This project looks at scaling up the Whiskey project using Apache Wayang.
Apache Wayang (incubating) is an API for big data cross-platform processing. It provides an abstraction over other platforms like Apache Spark and Apache Flink as well as a default built-in stream-based "platform". Some keys goals of Wayang are:
- a processing platform independent developer experience when writing applications,
- a processing platform independent approach to executing applications,
- and support for optimizing execution across processing platforms.
The code developers write is intended to be the same regardless of whether a light-weight or highly-scalable processing platform may eventually be used to execute it. Execution of the application is specified in a platform-agnostic logical plan. Wayang transforms the logical plan into a set of physical operators to be executed by one or more nominated underlying processing platforms.
K-Means is the most common form of centroid clustering and is described further in the main Whiskey project. This example uses K-Means centroids to look at grouping together the Whiskey drinks in our case study.

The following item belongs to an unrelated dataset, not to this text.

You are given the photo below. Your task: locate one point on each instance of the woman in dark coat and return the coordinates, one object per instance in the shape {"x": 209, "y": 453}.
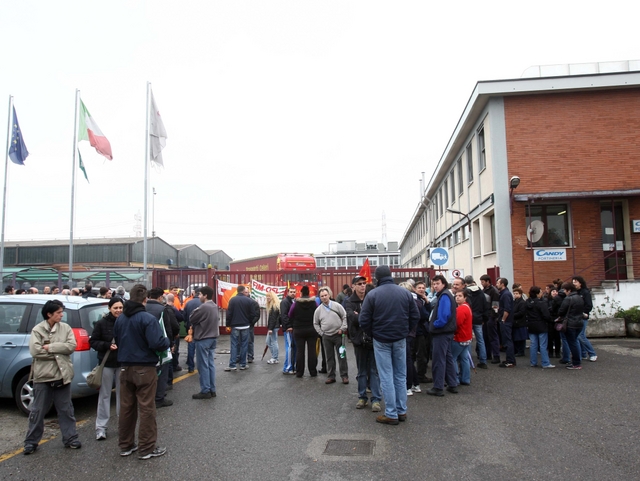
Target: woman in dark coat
{"x": 102, "y": 341}
{"x": 538, "y": 320}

We have our own hand-crafted K-Means algorithm which will be executed across the selected processing platform.
Groovy code examples can be found in the src/main/groovy directory.
You have several options for running the programs (see more details from the main README in the root project):
-
If you have opened the repo in IntelliJ (or your favourite IDE) you should be able to execute the examples directly in the IDE.
-
You can run the Java stream backed example online using a Jupyter/Beakerx notebook (slightly different code since it uses Groovy 2.5.6 and JDK8):
-
From the command line, invoke the application using gradlew (use
./gradlew
on unix-like systems) with the run command.
gradlew :WhiskeyWayang:run
-
If the example has @Grab statements commented out at the top, you can cut and paste the examples into the groovyConsole and uncomment the grab statements. Make sure to cut and paste any helper classes too if appropriate.
This example has been tested on JDK8, JDK11, and JDK17. The application nominates possible Java and Spark platforms for processing. Apache Wayang automatically selects between these platforms and for this application will always select Java. Comment out the Java plugin to force execution on the Spark platform.